Home >> Research>> Macro Finance >> Systemic Risk

Did Bankruptcy Reform Contribute to the Mortgage Crisis?

June 04, 2011

Before 2005 bankruptcy reform, homeowners in financial distress could use bankruptcy to help save their homes. Homeowners could have their unsecured debts discharged in Chapter 7, thus freeing up funds to make their mortgage payments. Homeowners who were in default on their mortgages could stop foreclosure by filing under Chapter 13 and could use Chapter 13 repayment plans to repay their mortgage arrears over several years. Most homeowners who filed for bankruptcy were not obliged to repay anything to their unsecured creditors.
But the 2005 bankruptcy reform made filing for bankruptcy less useful as a saveyour-home procedure. Debtors’ cost of filing increased sharply after the reform. Also the homestead exemption in bankruptcy was capped at $125,000, thus making it impossible for homeowners with high home equity to keep their homes in bankruptcy. A new “means test” increased higher-income debtors’ obligation to repay their unsecured debt in bankruptcy.
Because these changes reduced homeowners’ gain from filing for bankruptcy, they reduce default rates on unsecured debt. And because homeowners’ ability-to-pay is fixed in the short-run, these changes are predicted to increase default rates on mortgages.
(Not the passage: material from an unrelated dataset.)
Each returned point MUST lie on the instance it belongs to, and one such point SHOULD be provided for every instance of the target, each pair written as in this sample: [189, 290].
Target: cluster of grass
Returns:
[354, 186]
In the paper, we test whether adoption of the 2005 bankruptcy reform led to higher rates of mortgage default. We use a large dataset of prime and subprime mortgages.
Our main result is that bankruptcy reform caused mortgage default rates to rise.
Comparing default rates three months before versus after bankruptcy reform, the increase was 36% for prime mortgages and 11% for subprime mortgages. Using a longer period of one year before versus after the reform, the increase was 50% for prime mortgages and 7% for subprime mortgages. Homeowners subject to the cap on the homestead exemption were 50% more likely to default after the reform, regardless of whether their mortgages were prime or subprime. Homeowners with subprime mortgages were 13% more likely to default if they were subject to the new means test, but default rates of those with prime mortgages did not change.